Cette année encore, la saison des récoltes était arrivée.
Un impôt fixe prélevait une partie du blé récolté dans les champs du domaine, et Klaus, le chef du village principal, en calculait le montant, le collectait et l'entreposait dans le hangar attenant au manoir.
Le blé ainsi rassemblé constituait une précieuse rentrée d'argent liquide.
Il était vendu aux caravanes commerciales qui venaient, non sans peine, depuis le territoire du margrave Breithleder par-delà les montagnes, et celles-ci l'emportaient avec elles.
Même le prix de vente, dit-on, était légèrement majoré par rapport au cours réel.
Dans un village agricole aussi reculé, je n'avais aucun moyen de connaître le dernier cours du blé, qui fluctue quotidiennement.

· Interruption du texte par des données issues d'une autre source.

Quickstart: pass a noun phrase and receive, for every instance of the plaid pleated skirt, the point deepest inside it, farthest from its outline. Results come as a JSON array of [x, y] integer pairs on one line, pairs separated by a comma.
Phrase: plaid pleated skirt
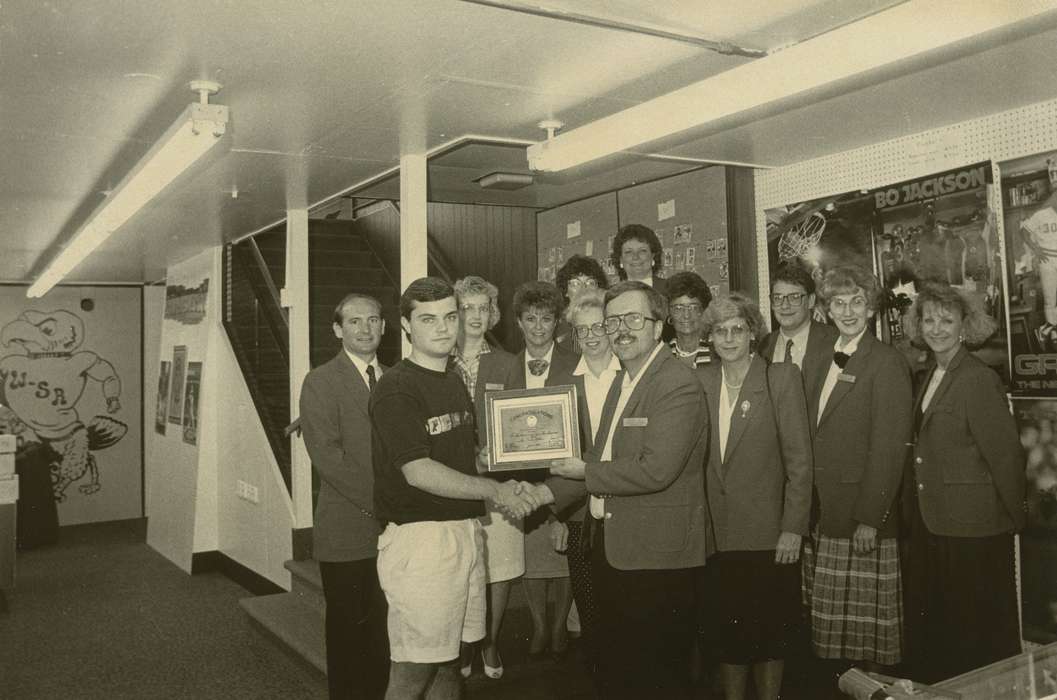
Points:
[[855, 600]]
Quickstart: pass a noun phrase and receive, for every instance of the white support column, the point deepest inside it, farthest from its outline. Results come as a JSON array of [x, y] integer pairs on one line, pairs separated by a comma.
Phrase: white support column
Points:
[[412, 223], [295, 297]]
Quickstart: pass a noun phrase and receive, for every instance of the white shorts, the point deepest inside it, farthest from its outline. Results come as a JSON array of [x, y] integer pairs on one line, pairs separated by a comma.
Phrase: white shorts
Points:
[[433, 576]]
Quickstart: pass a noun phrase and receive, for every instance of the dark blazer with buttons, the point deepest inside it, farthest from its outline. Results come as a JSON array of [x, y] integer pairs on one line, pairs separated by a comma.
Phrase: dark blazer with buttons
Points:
[[968, 466], [654, 484], [337, 435], [817, 357], [761, 485], [860, 441]]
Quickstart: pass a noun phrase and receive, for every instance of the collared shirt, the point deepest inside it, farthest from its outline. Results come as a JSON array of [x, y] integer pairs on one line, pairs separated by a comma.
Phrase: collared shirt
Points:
[[703, 355], [532, 381], [596, 388], [468, 368], [362, 367], [627, 388], [799, 345], [831, 378]]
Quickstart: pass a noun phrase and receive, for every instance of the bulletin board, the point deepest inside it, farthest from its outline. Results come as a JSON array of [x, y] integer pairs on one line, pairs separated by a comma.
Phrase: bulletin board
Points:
[[687, 212]]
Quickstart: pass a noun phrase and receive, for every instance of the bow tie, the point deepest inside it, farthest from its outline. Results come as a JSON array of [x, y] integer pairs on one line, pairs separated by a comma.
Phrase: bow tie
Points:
[[537, 367]]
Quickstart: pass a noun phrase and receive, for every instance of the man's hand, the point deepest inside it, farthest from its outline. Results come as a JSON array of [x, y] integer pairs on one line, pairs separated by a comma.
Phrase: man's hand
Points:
[[865, 539], [787, 550], [513, 499], [571, 467], [559, 536]]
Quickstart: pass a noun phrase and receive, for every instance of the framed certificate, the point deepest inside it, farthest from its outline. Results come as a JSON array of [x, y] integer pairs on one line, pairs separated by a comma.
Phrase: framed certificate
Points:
[[527, 428]]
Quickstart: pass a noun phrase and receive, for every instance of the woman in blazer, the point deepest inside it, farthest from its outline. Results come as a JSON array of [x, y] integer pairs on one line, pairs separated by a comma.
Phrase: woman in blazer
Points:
[[759, 497], [963, 497], [484, 368], [861, 425]]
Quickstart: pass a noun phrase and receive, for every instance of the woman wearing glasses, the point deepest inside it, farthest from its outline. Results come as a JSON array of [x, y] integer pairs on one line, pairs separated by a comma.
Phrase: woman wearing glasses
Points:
[[593, 379], [484, 368], [688, 296], [759, 496], [963, 495], [861, 413]]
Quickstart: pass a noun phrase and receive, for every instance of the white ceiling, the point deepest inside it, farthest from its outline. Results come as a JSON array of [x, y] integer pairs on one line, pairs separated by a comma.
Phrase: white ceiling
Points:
[[329, 93]]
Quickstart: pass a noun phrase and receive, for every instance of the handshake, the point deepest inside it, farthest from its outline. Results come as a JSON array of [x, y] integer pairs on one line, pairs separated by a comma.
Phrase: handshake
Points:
[[520, 498]]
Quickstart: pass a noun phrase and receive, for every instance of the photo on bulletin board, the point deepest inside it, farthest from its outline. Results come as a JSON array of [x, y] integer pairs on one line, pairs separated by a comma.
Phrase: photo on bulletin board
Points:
[[1028, 189], [162, 409], [177, 385], [1037, 419], [192, 390]]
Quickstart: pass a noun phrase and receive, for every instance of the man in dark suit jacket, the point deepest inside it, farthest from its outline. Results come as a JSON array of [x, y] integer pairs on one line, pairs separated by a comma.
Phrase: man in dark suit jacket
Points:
[[337, 435], [808, 342], [646, 477]]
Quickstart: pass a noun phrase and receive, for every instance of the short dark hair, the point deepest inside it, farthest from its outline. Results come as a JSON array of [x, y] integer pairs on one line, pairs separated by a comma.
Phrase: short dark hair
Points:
[[537, 295], [424, 289], [794, 273], [635, 232], [659, 305], [576, 265], [349, 298], [691, 284]]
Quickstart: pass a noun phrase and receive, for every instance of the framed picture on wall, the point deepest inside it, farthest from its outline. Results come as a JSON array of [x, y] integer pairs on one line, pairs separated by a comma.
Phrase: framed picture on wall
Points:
[[177, 385], [192, 389], [162, 409]]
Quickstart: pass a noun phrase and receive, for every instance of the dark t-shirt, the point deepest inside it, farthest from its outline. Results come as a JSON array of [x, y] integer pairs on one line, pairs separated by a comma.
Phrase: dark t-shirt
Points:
[[419, 412]]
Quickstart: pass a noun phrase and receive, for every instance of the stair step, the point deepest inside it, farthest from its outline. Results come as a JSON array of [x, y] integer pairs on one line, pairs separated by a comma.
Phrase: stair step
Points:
[[292, 623]]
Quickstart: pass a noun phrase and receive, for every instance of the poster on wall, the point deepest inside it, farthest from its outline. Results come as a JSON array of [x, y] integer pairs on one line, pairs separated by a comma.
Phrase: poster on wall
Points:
[[177, 385], [1028, 189], [1037, 419], [192, 388], [162, 407]]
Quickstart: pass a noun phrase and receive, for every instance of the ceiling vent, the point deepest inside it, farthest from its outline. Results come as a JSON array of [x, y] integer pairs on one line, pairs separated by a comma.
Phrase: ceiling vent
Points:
[[504, 181]]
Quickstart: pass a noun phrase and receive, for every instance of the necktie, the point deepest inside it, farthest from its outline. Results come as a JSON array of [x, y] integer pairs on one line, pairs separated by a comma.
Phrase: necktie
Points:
[[537, 367]]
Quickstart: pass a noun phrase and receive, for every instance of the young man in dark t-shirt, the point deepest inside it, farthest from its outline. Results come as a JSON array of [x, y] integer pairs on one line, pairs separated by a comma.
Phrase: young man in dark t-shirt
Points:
[[430, 555]]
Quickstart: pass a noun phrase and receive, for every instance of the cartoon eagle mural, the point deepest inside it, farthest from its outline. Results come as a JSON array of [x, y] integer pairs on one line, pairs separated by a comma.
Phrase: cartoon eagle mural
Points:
[[41, 383]]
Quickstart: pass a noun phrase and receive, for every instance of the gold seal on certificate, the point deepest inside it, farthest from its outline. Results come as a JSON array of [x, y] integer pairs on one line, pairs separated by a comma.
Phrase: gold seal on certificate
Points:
[[529, 427]]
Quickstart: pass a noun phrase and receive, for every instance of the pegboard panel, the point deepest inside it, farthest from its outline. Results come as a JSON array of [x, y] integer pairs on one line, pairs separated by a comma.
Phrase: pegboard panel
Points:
[[1001, 136]]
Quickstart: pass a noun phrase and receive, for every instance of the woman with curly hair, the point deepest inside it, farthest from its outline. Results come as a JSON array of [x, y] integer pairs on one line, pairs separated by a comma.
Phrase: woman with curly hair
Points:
[[963, 496], [861, 418]]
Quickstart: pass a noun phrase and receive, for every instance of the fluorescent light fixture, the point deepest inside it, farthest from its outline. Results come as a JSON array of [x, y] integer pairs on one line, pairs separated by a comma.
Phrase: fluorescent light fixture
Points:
[[906, 31], [199, 128]]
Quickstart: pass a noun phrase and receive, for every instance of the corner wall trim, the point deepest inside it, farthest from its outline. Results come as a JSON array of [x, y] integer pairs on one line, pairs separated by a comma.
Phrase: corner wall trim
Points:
[[253, 582]]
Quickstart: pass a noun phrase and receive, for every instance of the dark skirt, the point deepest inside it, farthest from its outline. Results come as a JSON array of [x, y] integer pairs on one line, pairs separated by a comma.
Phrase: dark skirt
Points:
[[752, 607], [961, 602]]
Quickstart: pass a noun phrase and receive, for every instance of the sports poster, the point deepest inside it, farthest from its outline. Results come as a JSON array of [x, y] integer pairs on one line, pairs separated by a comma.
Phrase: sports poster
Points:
[[1028, 188]]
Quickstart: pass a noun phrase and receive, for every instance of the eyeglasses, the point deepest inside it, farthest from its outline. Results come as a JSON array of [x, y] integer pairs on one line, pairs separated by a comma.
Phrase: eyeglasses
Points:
[[795, 299], [737, 332], [633, 320], [839, 306], [689, 309], [583, 331]]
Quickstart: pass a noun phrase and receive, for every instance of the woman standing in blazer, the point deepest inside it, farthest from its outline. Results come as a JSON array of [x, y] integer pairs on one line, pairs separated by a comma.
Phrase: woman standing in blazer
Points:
[[484, 368], [759, 497], [861, 419], [963, 496]]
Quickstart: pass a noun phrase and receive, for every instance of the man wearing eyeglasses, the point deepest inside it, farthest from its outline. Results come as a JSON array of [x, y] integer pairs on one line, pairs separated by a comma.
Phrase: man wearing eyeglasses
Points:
[[345, 534], [648, 518], [798, 338]]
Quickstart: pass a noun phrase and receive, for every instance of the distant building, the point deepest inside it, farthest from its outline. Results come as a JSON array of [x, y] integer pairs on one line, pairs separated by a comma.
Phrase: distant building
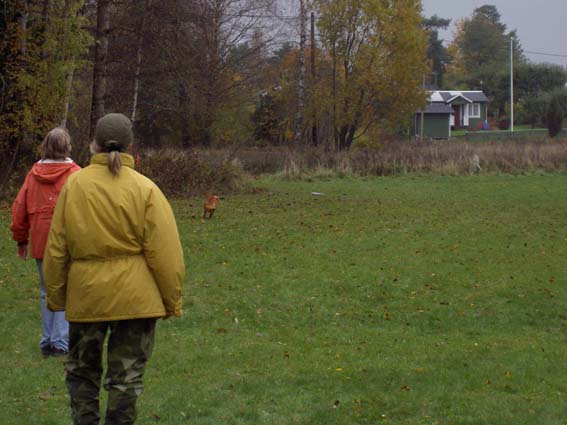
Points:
[[451, 110]]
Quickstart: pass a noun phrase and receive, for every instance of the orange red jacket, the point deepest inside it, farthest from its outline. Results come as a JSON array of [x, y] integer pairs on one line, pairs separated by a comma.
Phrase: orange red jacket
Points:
[[33, 208]]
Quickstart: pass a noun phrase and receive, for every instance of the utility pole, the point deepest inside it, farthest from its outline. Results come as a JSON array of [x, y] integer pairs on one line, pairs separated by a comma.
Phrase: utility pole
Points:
[[511, 84]]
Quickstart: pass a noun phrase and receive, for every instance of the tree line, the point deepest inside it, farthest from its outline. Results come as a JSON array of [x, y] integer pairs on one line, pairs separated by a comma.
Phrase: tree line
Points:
[[192, 73]]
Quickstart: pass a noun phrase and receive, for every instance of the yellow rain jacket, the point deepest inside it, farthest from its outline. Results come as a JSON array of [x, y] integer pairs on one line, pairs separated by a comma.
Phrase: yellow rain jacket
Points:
[[113, 251]]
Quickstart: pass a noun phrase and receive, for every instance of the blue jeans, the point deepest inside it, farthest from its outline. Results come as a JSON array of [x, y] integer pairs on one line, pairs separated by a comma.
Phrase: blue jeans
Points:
[[54, 327]]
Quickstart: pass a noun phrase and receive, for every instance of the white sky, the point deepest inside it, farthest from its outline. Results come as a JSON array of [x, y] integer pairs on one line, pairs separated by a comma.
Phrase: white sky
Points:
[[541, 25]]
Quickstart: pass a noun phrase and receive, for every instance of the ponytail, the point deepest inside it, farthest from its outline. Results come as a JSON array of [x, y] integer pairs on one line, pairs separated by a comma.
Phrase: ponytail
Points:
[[114, 162]]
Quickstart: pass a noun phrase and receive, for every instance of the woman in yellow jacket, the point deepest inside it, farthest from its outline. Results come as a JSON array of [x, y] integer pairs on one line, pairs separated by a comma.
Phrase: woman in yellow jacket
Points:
[[114, 263]]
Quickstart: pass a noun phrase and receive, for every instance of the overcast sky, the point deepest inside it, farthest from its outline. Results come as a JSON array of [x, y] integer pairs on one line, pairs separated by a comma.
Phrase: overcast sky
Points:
[[541, 25]]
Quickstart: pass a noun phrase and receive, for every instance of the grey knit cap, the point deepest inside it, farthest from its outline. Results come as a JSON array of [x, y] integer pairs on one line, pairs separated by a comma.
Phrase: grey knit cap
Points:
[[113, 132]]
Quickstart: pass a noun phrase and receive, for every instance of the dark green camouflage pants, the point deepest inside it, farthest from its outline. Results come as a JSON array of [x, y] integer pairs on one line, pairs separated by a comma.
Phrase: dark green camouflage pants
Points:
[[130, 345]]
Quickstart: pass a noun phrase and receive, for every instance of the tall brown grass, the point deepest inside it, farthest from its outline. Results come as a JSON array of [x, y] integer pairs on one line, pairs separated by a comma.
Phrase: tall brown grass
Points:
[[404, 157]]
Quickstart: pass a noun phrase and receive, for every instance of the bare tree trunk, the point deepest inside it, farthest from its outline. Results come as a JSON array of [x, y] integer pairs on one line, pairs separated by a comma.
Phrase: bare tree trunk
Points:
[[22, 22], [139, 57], [314, 136], [68, 93], [101, 53], [302, 72], [334, 90]]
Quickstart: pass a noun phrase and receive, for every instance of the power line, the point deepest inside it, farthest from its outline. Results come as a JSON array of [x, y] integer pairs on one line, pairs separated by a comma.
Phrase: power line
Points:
[[557, 55], [546, 54]]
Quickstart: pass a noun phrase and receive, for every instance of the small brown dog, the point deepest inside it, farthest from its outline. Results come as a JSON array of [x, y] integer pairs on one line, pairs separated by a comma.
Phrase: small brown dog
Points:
[[210, 206]]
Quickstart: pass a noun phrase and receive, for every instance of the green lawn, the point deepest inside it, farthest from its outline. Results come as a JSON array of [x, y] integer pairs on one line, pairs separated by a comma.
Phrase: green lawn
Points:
[[434, 300]]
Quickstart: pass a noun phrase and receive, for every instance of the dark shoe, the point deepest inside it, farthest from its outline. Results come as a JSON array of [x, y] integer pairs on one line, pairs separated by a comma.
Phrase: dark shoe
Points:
[[58, 352]]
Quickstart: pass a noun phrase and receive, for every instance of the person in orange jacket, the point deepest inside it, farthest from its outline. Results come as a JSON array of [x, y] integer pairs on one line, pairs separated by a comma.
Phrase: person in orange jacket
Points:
[[31, 216]]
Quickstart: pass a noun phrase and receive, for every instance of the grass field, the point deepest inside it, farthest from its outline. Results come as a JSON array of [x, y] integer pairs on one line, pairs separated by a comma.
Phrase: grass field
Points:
[[433, 300]]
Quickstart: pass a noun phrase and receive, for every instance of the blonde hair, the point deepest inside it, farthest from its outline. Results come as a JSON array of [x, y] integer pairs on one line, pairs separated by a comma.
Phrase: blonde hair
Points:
[[114, 160], [56, 145]]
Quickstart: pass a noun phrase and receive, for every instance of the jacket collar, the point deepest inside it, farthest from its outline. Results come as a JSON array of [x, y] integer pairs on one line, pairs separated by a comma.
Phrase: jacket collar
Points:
[[102, 159]]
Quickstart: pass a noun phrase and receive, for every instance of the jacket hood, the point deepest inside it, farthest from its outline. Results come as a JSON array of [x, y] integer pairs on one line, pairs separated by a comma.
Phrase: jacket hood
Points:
[[50, 172]]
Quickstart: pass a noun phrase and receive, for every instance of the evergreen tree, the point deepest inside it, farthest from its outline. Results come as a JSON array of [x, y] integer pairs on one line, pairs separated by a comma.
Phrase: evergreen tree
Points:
[[555, 117]]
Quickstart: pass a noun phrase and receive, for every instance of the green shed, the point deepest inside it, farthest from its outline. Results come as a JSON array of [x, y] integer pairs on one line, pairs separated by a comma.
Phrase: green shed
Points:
[[436, 121]]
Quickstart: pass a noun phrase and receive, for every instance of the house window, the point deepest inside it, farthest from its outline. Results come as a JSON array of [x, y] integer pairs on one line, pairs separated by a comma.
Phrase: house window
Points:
[[474, 110]]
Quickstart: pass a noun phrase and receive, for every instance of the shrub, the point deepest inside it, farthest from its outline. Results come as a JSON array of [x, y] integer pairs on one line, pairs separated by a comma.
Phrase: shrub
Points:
[[555, 117], [181, 173], [504, 123]]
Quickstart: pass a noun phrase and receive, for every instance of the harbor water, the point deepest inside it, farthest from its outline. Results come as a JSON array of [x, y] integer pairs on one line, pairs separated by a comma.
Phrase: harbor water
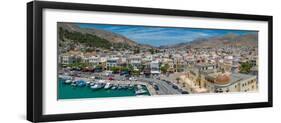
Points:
[[67, 91]]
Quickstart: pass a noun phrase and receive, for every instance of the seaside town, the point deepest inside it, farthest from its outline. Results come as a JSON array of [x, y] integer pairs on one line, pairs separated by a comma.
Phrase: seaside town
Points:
[[161, 71]]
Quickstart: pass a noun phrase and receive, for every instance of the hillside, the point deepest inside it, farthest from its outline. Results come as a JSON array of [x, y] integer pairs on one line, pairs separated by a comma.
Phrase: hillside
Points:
[[71, 36], [220, 41]]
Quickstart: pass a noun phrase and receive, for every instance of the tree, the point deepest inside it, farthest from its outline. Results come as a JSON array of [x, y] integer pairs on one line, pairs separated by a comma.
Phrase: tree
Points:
[[245, 67], [178, 80]]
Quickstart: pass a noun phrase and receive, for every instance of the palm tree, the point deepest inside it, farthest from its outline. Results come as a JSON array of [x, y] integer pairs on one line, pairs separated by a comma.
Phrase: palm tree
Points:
[[178, 80]]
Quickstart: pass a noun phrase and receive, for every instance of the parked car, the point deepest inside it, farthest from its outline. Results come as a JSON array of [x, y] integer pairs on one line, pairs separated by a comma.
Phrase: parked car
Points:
[[175, 87]]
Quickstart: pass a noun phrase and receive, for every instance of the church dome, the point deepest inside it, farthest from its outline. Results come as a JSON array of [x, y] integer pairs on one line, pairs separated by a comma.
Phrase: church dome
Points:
[[222, 79]]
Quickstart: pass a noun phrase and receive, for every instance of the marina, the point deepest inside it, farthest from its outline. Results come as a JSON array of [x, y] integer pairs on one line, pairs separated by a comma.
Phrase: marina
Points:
[[77, 89]]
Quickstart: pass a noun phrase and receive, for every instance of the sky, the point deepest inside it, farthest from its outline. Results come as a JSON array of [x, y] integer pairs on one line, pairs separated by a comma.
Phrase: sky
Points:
[[160, 36]]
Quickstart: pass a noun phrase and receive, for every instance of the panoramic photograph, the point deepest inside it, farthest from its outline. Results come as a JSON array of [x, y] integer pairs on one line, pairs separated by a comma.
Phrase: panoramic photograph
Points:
[[106, 60]]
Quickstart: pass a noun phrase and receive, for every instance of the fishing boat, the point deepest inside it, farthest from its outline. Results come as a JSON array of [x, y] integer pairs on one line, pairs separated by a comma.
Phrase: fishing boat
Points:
[[80, 83], [107, 85], [88, 83], [119, 87], [131, 86], [67, 81], [140, 92], [113, 87], [97, 86]]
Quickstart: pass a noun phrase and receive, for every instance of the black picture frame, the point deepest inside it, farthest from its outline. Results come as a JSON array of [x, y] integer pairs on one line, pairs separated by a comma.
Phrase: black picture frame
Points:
[[35, 69]]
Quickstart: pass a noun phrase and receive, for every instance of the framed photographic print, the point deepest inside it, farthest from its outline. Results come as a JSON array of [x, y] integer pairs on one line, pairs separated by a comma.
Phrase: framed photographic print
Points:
[[95, 61]]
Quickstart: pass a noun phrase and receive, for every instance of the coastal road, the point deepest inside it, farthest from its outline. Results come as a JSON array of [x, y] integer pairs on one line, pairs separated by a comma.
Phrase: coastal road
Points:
[[164, 88]]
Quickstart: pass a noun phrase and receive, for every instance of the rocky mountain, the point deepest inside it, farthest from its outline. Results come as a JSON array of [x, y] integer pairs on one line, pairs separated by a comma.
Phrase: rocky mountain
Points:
[[250, 39], [71, 36]]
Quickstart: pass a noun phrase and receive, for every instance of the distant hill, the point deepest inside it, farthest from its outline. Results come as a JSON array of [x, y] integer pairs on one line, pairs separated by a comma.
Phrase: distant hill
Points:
[[250, 39], [71, 36]]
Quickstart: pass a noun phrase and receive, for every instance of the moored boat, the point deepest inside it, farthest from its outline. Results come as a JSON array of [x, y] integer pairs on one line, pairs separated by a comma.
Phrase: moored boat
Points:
[[107, 86]]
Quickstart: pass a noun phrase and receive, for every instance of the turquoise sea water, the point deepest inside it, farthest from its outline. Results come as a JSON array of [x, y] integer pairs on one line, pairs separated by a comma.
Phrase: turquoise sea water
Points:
[[66, 91]]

En tant qu'héritier du seigneur, c'était peut-être un échec de ma part, mais physiquement, il m'était impossible de l'apprendre.
« (Si seulement Wendelin-sama était là, on n'aurait pas à subir tout ça……) »
C'est ce que Klaus, qui venait de déposer le rapport, avait marmonné plus tôt.
Avait-il laissé échapper ces mots inconsciemment ?
Ou bien les avait-il dits exprès pour que je les entende ?
Cet homme est vraiment impossible à cerner.
Même mon père me dit : « Ne fais pas confiance à Klaus. »
Même ce rapport de perception, on peut douter qu'il soit calculé avec exactitude.
Klaus pourrait bien profiter de sa position de chef du village principal et du fait que mon père lui a confié l'ensemble des opérations fiscales pour détourner une partie et la mettre dans sa poche.
« Les chefs des deux autres villages sont aussi surveillés. Impossible. »
Mon père l'affirme, mais venant de lui qui a accepté que Klaus lui donne une jeune concubine, multipliant ainsi les demi-frères et demi-sœurs sans raison, je n'ai pas de leçons à recevoir.
Mon père est toujours comme ça.
Sur l'ordre du margrave Breithleder précédent, il a envoyé des troupes dont la grande majorité n'est jamais revenue, plongeant la population du domaine et le taux d'hommes adultes dans une situation critique.
Qui plus est, sans même émettre la moindre plainte.
Baissant les yeux, comme s'il donnait l'aumône à un mendiant, il s'est mis à défricher comme un forcené pour le nouveau margrave Breithleder qui ne daignait envoyer une caravane que de temps à autre.
Quel produit du territoire du margrave Breithleder pourrait bien se vendre depuis un fief aussi reculé ?
Rien d'autre que le blé.
Pourtant nobles, nous nous saliions les mains comme des pionniers, et tout l'argent ainsi économisé péniblement a disparu.
Dans les frais de mon mariage et dans les fonds d'indépendance pour le troisième fils Paul et les cadets.
Précisément, il en reste un peu.
Mais un noble, fut-il pauvre comme nous, doit le garder pour les imprévus.
Et juste après mon mariage, mon père a changé.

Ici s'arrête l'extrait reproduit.